Ve  istersen makam-ı cem'de ol; ve istersen makâm-ı fark­ta ol! (32).

Ya'nî ey ârif sen, vaktâki (ne zaman ki) vahdet-i hakîkiyye-i vücûdiyyeyi (hakiki tek vücudu) bildin ve maiyyet (birliktelik, beraberlik) hükmü ile halkın (yaratılanın) bir vecihden (yönden) Hak ve Hakk'ın bir ve­cihden (yönden) halk (yaratılan) olduğunu; ve makâm-ı farkta (fark makamında)  halkın (yaratılmışın) halk (yaratılmış) ve Hakk'ın dahi Hak idiğini; (olduğunu) ve makâm-ı cem'-i mutlakta (mutlak cem makamında) da halkın (yaratılanın) vücûdu ol­maksızın her şeyin Hak olduğunu ve makam-ı fark-ı mutlakta (mutlak fark makamında) da­hi Hakk'ın gayrı (Hakk’tan başka) olarak kevnde (evrende) her şeyin halk (yaratılmış) bulunduğunu anla­dın ve bu makâmlarda mütehakkık oldun (gerçeğini anladın); bu sûrette ister maka­mât-ı cem'de (cem makamlarında) ve ister makâmât-ı farkta (fark makamlarında) ol! Artık sana zarar vermez ve sen muhlis-i muvahhidsin (halis, gerçek tevhid eden, Allah’ın birliğine inanansın).

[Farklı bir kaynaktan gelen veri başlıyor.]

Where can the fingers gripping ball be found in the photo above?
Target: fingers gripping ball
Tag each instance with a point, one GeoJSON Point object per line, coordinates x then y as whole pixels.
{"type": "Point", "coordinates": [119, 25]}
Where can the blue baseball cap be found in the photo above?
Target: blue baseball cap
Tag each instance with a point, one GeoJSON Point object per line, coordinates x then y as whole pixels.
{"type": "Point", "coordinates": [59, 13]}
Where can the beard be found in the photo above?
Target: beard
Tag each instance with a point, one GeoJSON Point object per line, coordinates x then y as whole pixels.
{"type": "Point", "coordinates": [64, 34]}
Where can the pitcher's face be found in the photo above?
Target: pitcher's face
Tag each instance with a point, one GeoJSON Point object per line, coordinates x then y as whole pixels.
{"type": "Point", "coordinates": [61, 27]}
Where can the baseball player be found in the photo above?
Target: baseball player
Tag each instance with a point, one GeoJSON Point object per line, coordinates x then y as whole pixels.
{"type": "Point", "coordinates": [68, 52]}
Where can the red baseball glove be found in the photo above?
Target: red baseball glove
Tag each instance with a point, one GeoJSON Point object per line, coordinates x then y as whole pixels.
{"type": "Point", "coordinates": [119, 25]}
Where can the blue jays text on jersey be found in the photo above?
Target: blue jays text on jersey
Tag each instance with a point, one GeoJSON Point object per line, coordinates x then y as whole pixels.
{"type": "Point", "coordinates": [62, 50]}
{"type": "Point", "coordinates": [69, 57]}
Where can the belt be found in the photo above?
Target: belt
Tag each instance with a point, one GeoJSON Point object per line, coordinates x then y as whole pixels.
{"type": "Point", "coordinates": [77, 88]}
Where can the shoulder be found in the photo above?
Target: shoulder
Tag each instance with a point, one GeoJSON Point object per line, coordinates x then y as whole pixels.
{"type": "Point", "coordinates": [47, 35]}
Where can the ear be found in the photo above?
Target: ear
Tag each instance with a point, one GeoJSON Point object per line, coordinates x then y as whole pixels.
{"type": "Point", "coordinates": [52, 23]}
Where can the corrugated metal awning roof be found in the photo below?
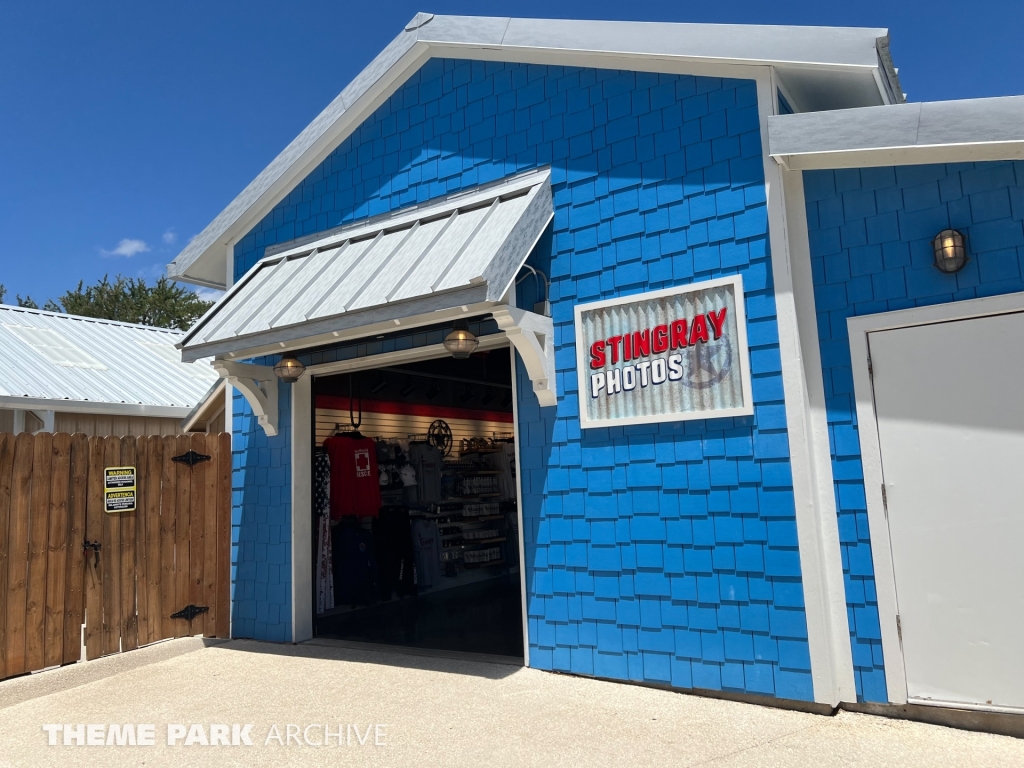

Eğer sana her biri zâhir olursa, sen cümlesiyle kasab-ı sa­bakı hâiz ol! (33).

Ya'nî cem' ve farktan, sana zâhir olan (görülen) her bir makâmın yalnız birisine iktisâr etme (mahsus kılma, birisi ile kısıtlama)! Zîrâ onlardan her birisine iktisâr, (mahsus kılmak, birisi ile kısıtlamak) şer'ân (şeriate göre) mezmûmdur (yerilmiş, ayıplanmıştır). Ve yalnız "cem"'  zendeka (dinsizlik, kâfirlik) ve yalnız "fark" dahi şirktir (ikilik, Allah’a ortak koşmaktır). Onlardan birisi zâhir olunca, sen kasab-ı sabakı (mızrak yarışı); ya'ni müsâbaka mız­rağını hâiz (sahip) ol! "Kasabu's-sabak"  (mızrak müsabakası) burada zafer ve merâtib-i âliyye (yüksek mertebeler) ile fevz (üstün olmak, zafer kazanmak) için istiâredir (kullanılmış kelimedir). Arablar, meydanın bir tarafına mızrak dikip atlarını koştururlar; evvel giden o mızrakları ahz edip (alıp) müsâbakayı kazanır; buna "kasabu's-sabakı hâiz oldu" (mızrak müsabakasında birinci geldi) derler. Hulâsası, (sözün kısası) ey ârif, ihrâz-ı merâtibde (mertebeleri kazanmak için) müsâbaka mızraklarını hâiz (sahip) ol! Vech-i Hak (hakk’ın yüzü) halka (yaratılana) ve vech-i halk (yaratılanın yüzü) Hakk'a nikâb (perde) olmasın, demek olur.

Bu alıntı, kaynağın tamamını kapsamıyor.